Why Enforcement Gets Harder, Not Easier, After the Fix

The structural problem is not that regulators picked the wrong FLOP number. It is that any static threshold will erode as training algorithms become more communication-efficient. Each improvement widens the gap between what a threshold was designed to catch and what a dispersed training run actually needs.
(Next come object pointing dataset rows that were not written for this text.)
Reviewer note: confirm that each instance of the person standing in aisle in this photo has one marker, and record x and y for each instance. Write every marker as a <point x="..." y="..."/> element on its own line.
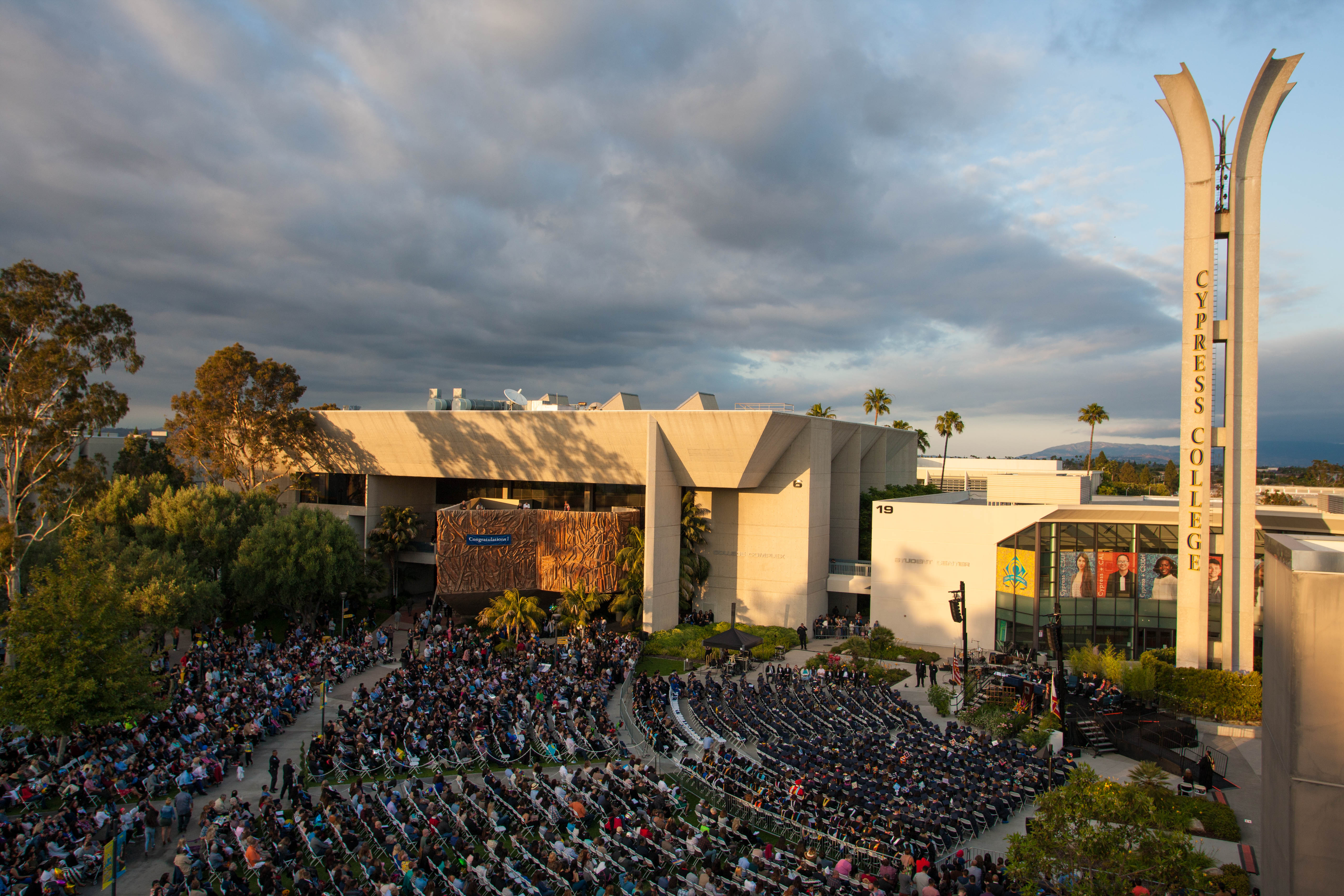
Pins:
<point x="288" y="788"/>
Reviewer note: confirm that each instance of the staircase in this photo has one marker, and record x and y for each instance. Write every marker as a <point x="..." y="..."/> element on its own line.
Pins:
<point x="1096" y="735"/>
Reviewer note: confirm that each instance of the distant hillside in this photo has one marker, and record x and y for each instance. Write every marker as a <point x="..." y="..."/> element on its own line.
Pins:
<point x="1115" y="452"/>
<point x="1268" y="453"/>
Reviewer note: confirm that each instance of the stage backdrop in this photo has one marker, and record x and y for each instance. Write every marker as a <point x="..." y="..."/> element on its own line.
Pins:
<point x="548" y="550"/>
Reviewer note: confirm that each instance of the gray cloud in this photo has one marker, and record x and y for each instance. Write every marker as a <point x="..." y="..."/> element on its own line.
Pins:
<point x="582" y="197"/>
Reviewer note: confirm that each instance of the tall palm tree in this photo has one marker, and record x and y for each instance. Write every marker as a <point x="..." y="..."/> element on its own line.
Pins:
<point x="394" y="534"/>
<point x="630" y="602"/>
<point x="1092" y="416"/>
<point x="921" y="437"/>
<point x="513" y="613"/>
<point x="695" y="566"/>
<point x="578" y="604"/>
<point x="947" y="424"/>
<point x="877" y="402"/>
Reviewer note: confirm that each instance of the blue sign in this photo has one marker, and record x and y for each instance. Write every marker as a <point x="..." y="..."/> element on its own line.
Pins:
<point x="490" y="539"/>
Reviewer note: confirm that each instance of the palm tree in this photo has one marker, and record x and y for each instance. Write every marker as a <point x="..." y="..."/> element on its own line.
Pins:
<point x="578" y="604"/>
<point x="394" y="534"/>
<point x="630" y="602"/>
<point x="1092" y="416"/>
<point x="695" y="566"/>
<point x="877" y="402"/>
<point x="513" y="613"/>
<point x="947" y="424"/>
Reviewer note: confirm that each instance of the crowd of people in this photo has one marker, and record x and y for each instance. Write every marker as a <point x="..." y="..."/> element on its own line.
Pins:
<point x="853" y="758"/>
<point x="459" y="702"/>
<point x="226" y="695"/>
<point x="400" y="809"/>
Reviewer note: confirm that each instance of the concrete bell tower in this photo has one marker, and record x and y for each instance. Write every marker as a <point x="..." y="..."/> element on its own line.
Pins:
<point x="1222" y="203"/>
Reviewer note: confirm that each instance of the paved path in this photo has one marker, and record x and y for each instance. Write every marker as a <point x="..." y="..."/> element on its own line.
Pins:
<point x="143" y="871"/>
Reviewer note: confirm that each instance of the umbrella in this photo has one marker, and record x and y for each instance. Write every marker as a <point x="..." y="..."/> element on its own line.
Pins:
<point x="733" y="639"/>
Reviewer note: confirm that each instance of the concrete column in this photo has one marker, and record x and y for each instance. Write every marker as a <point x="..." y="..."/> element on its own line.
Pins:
<point x="1186" y="109"/>
<point x="1242" y="402"/>
<point x="873" y="468"/>
<point x="846" y="444"/>
<point x="662" y="535"/>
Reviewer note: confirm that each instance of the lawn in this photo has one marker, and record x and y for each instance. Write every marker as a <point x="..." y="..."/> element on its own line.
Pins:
<point x="658" y="664"/>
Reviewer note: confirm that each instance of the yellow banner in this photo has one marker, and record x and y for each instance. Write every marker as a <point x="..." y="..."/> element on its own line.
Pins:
<point x="1017" y="573"/>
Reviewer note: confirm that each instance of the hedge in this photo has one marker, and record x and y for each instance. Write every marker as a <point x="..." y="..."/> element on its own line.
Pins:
<point x="877" y="672"/>
<point x="685" y="640"/>
<point x="900" y="651"/>
<point x="1215" y="694"/>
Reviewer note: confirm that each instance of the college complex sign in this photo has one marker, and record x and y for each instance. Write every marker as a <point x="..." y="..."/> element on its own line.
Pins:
<point x="1222" y="202"/>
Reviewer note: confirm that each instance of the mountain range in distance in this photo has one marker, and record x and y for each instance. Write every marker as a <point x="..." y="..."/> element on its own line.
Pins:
<point x="1268" y="453"/>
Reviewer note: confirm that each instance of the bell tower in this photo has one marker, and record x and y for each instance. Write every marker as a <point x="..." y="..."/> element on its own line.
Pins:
<point x="1222" y="203"/>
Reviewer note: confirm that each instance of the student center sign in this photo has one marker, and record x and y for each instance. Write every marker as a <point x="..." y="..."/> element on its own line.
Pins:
<point x="1142" y="573"/>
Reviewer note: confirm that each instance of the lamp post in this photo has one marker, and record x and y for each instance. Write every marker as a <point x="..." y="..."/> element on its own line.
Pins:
<point x="959" y="615"/>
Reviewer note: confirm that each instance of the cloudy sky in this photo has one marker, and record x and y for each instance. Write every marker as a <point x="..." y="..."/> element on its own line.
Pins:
<point x="975" y="206"/>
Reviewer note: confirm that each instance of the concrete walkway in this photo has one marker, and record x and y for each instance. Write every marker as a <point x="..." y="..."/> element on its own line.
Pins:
<point x="143" y="871"/>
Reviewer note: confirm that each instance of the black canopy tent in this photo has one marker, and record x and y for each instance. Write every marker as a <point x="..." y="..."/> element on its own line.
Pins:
<point x="733" y="639"/>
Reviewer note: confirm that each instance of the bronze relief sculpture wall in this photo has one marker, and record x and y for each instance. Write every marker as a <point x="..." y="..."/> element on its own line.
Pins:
<point x="549" y="550"/>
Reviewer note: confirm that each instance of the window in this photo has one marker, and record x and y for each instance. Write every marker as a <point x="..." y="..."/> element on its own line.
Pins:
<point x="1077" y="537"/>
<point x="345" y="490"/>
<point x="1116" y="537"/>
<point x="1158" y="539"/>
<point x="607" y="496"/>
<point x="459" y="491"/>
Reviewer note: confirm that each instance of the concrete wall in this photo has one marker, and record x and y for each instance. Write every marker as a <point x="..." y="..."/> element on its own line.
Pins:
<point x="1304" y="719"/>
<point x="924" y="549"/>
<point x="783" y="490"/>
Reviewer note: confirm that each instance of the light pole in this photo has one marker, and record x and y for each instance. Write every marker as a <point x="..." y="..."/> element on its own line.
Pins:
<point x="959" y="615"/>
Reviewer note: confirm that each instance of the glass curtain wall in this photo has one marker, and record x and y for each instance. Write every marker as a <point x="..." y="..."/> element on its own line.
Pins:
<point x="1115" y="582"/>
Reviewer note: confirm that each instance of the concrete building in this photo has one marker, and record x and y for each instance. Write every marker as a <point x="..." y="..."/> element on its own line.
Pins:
<point x="104" y="448"/>
<point x="1019" y="557"/>
<point x="1304" y="714"/>
<point x="783" y="490"/>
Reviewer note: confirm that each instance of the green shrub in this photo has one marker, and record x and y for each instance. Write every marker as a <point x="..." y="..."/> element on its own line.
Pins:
<point x="1215" y="694"/>
<point x="1139" y="682"/>
<point x="898" y="649"/>
<point x="941" y="699"/>
<point x="1232" y="879"/>
<point x="1034" y="739"/>
<point x="1084" y="661"/>
<point x="685" y="640"/>
<point x="987" y="717"/>
<point x="1220" y="821"/>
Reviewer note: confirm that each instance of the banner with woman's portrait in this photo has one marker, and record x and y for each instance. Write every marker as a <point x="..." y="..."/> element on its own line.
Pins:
<point x="1158" y="577"/>
<point x="1078" y="574"/>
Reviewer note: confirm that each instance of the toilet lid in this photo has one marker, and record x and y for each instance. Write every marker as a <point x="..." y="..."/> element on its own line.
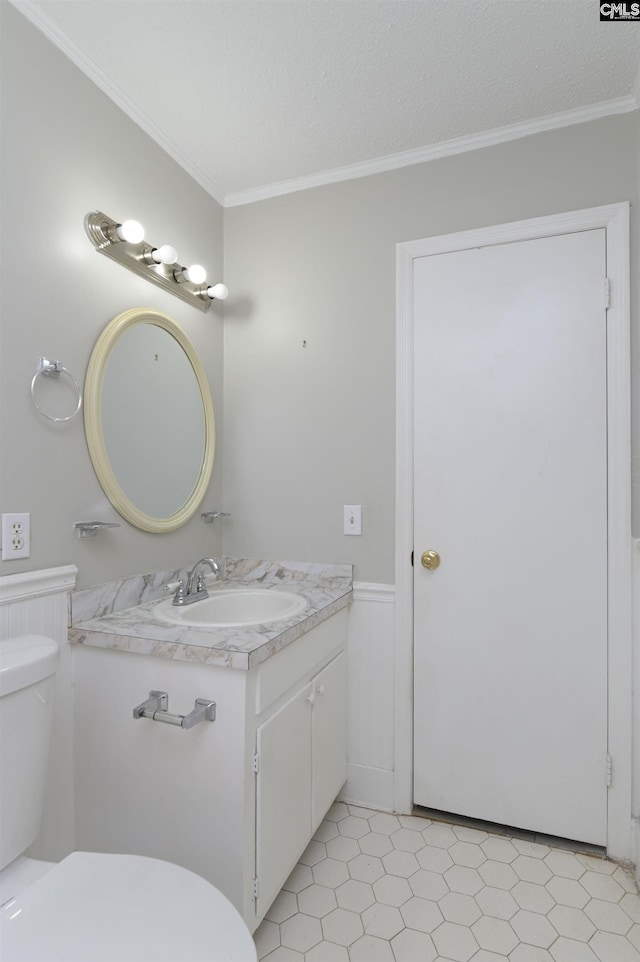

The enforcement problem compounds. In a world where consumer-grade nodes with a handful of accelerators can collectively train a frontier model, the observable surface area for enforcement expands from a few hundred data centers to potentially thousands of small installations. Chip-level provenance tracking, if it existed, would narrow that surface. But building that tracking system requires the same international coordination that has stalled every prior attempt at compute governance, and the technical capability to evade it improves on a shorter timeline than the regulatory process typically operates on.

Frequently Asked Questions

Does the EU’s 10^23 FLOP GPAI classification threshold also get bypassed by distributed training?

Yes. The EU operates two tiers: 10^23 FLOP triggers GPAI classification, while 10^25 FLOP triggers systemic-risk designation. Distributed training splits the run so no single node crosses either bar. The 10^23 FLOP tier is low enough that a single node with 16 H100 GPUs running a long training job could approach it on its own, meaning regulators cannot simply lower the threshold without pulling individual research workstations into the reporting regime.

How do enforcement penalties differ between the EU and California frameworks?

The EU AI Act permits fines up to 3% of a provider’s global annual turnover or EUR 15 million, whichever is higher. California’s SB 53 caps penalties at $1 million. For a large AI lab, EU exposure could be two to three orders of magnitude larger. Neither framework’s penalty structure currently accounts for whether a training run was distributed across sub-threshold nodes.

Is there a tool policymakers can use to model distributed training feasibility?

The paper’s authors published an interactive simulator at intelligence.org/research/distributed-training-simulator with open-source code on GitHub. Users specify bandwidth, latency, compute-per-node, and target model size, and the tool reports whether the configuration is feasible under current algorithmic assumptions. It is designed for governance bodies that need to set thresholds grounded in technical constraints rather than static FLOP counts.

How large is the gap between what was modeled and what has been empirically demonstrated?

The paper’s feasibility claim targets a Llama 3.1-405B-class model (roughly 405 billion parameters) trained across dispersed nodes, and that specific scale remains modeling rather than a completed run. But the empirical floor has moved well past the LLAMA2 7B packet-loss study the original analysis leaned on [Updated June 2026]. Prime Intellect’s INTELLECT-2 (32B) was trained by globally distributed reinforcement learning over a permissionless GPU swarm, Nous Research’s Psyche network pushed a 40B base model to 20 trillion tokens over the internet, and Covenant-72B pre-trained a 72-billion-parameter model across trustless peers in March 2026. The gap between demonstrated and frontier scale has narrowed from roughly 58x to under 6x, and these runs used real dispersed hardware rather than a simulated network. The remaining distance is in token budget and from-scratch pre-training at the largest sizes, not in whether the approach works.